The failure of attempts by the nobility to suppress violence and eradicate the play cultures of the common people is something that the middle class graduates of 19th century Victorian public schools also had to contend with.12 The eventual demise of street games in the second half of the 19th century did not result from a Foucaultian analytical standpoint alone, but was rather a combination of it and the changing economic reality of the contemporary setting that brought vast changes to the lives of the peasantry and other lower class people in Britain. The growth of mechanisation and mass production led to the influx of displaced peasants into urban areas where many found work in factories. The long and arduous hours in new and intense work environments along with removal from familiar - mostly - rural surroundings did not leave time nor suitable open spaces for traditional games and pastimes. This resulted in their gradual disappearance from the cultural landscape of modernising Britain. In time some relief from the drudgery of factory work was had by way of organised sport that had been introduced into the labour environment by public school alumni. The increase of working class participation - not to mention other poorer sections of society who came into contact with organised sport through churches and other social institutions - in modern sport exposed the masses to the muscular Christian ethos and its rhetoric of physical manliness and competition. Thus, it was the combination of both the changing economic circumstances brought on by industrialisation and the systematic reordering of work life together with a Foucaultian concern to discipline society in the late 19th century that led to the development of mass participation in organised sport.

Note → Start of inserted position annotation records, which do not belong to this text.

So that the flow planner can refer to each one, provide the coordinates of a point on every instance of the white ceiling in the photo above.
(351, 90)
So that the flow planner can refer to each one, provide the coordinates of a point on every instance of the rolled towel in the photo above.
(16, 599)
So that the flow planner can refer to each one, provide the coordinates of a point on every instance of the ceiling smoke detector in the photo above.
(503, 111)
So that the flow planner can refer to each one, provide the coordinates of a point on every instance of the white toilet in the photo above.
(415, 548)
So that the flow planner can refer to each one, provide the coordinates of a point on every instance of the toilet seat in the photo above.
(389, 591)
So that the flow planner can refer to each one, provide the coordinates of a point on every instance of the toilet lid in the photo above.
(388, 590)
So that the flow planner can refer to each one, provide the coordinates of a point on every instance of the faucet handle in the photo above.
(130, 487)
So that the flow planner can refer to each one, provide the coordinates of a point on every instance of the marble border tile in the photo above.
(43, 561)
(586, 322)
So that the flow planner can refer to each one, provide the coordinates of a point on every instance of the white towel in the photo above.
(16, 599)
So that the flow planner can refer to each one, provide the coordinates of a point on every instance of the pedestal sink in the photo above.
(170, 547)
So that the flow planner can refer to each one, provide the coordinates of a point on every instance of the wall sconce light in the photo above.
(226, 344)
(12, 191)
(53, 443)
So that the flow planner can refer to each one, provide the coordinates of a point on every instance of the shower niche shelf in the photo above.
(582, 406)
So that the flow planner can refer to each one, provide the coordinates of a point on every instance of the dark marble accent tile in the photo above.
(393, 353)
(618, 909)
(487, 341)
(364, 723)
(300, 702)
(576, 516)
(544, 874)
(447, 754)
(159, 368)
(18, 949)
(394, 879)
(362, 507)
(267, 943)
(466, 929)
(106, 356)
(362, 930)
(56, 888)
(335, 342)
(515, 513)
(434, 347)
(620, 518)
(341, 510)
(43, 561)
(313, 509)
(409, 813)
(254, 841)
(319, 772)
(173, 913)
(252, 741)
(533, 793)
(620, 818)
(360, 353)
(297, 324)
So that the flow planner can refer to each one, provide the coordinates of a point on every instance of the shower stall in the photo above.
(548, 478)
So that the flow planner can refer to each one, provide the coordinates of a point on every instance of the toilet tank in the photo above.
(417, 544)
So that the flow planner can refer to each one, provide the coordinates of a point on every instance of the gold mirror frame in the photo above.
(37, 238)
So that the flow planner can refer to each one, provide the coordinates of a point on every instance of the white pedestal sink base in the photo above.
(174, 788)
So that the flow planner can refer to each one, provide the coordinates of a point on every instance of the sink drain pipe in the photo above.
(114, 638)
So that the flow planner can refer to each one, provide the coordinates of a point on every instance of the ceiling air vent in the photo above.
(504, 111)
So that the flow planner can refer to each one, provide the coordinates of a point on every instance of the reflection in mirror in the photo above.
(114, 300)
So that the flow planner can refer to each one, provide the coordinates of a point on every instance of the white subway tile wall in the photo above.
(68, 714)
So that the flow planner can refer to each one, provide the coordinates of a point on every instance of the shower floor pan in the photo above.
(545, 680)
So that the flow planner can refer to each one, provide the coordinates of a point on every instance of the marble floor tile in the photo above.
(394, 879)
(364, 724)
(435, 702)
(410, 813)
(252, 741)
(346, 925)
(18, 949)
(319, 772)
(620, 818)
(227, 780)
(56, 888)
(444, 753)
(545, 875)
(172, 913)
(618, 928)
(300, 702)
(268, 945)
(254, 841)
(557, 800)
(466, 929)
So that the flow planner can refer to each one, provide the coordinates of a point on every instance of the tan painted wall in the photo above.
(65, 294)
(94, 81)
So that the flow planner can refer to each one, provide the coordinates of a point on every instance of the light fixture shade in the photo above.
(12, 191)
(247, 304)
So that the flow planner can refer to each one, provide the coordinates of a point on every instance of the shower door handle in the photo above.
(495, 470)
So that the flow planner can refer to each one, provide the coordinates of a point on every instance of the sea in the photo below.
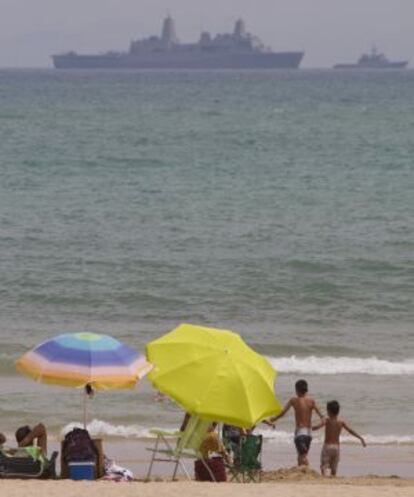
(276, 204)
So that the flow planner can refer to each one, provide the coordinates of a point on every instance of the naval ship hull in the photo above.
(278, 60)
(390, 65)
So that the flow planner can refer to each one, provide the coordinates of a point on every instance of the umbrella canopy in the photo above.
(213, 374)
(80, 359)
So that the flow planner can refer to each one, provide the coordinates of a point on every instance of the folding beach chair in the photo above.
(187, 445)
(247, 465)
(26, 463)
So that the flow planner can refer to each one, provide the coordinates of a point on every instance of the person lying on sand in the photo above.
(333, 427)
(303, 405)
(27, 437)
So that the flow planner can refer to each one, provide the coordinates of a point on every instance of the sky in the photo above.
(329, 31)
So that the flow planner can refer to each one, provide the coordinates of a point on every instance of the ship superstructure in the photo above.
(236, 50)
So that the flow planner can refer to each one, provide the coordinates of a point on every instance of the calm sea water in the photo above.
(276, 204)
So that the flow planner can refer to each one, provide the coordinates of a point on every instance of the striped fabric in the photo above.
(77, 359)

I 0 ibid., p.22. 11 Carter, pp.95-121. Court records of 1218 to 1276 reveal that 117 persons. were arrested for defying official prohibitions on popular games and pastimes, 86 of them were peasants (p.1 05). 12 B. Murray, Football: A History of the World Game, Scalar Press, Aldershot, 1994, pp.10-15. In "1840, 1857, 1864 and 1867 various towns in Surrey were still trying to stamp out street football, and in the story of a conflict between Sunday School and football in the mid-1840s it seems that football was still holding its own."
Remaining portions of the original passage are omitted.